A Dangerous Effort to Undermine the Work of the Congressional Budget Office
For Immediate Release
When the House of Representatives considers the so-called appropriations “minibus” for fiscal year 2018, which includes funding for the legislative branch, it will consider two amendments targeting the Congressional Budget Office (CBO). The first amendment, offered by Representative Morgan Griffith (R-VA), would eliminate CBO’s Budget Analysis Division, which produces hundreds of cost estimates of legislation considered by Congress every year. The second amendment, offered by Representative Scott Perry (R-PA), would cut funding for CBO by more than half, from $48.5 million to $23 million. These amendments follow several comments by policymakers harshly criticizing CBO and questioning its role as an independent scorekeeper for legislation.

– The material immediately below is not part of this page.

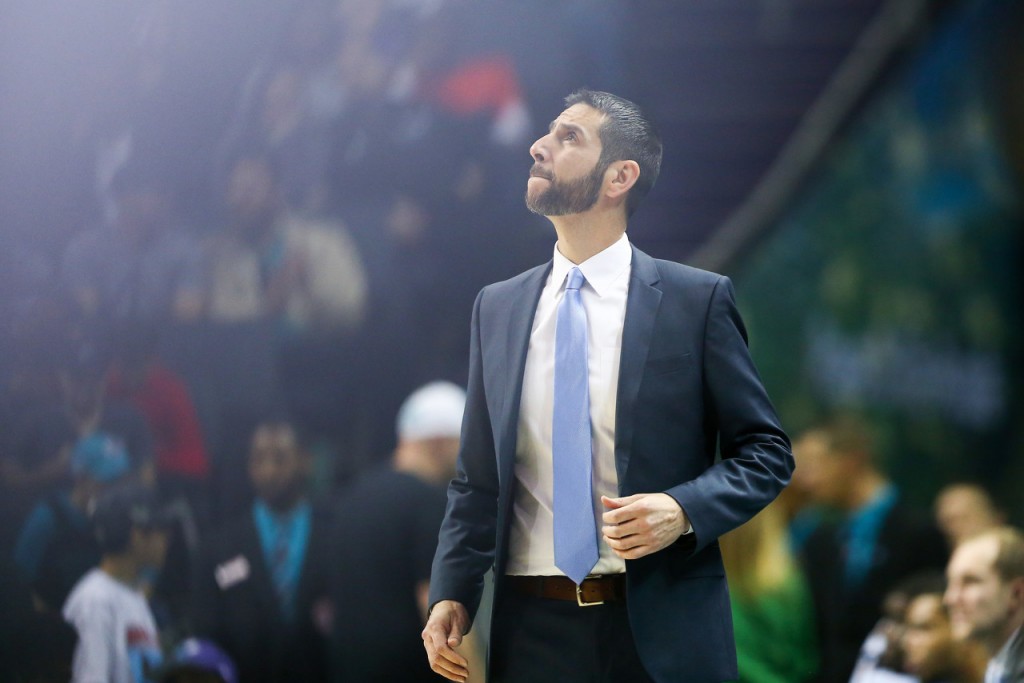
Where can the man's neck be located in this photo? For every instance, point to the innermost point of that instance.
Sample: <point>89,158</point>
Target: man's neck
<point>584,235</point>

Committee for a Responsible Federal Budget president Maya MacGuineas issued the following statement:
The Congressional Budget Office serves an invaluable function providing Congress with solid, nonpartisan analysis of the costs and tradeoffs of thousands of different proposed policies. While estimates of complex legislation are inherently uncertain and no estimates will be perfect, the estimates produced by CBO are based on objective analysis of evidence and data without regard to partisan interests.
CBO does not make judgements regarding the merits of legislation; it provides information regarding the costs and effects of legislation so lawmakers can make informed decisions. Without CBO, lawmakers would be flying blind on major legislation affecting hundreds of millions of Americans and costing hundreds of billions of dollars.
Recently, there has been an aggressive effort to undermine the work of CBO, and these two amendments would remove critical resources from the agency. This is a disappointing and dangerous effort. If lawmakers have suggestions for how CBO should improve its work, they should make them constructively instead of attempting to bully it into submission with threats to gut the agency.
You don’t beat up the referee just because you don’t like the score.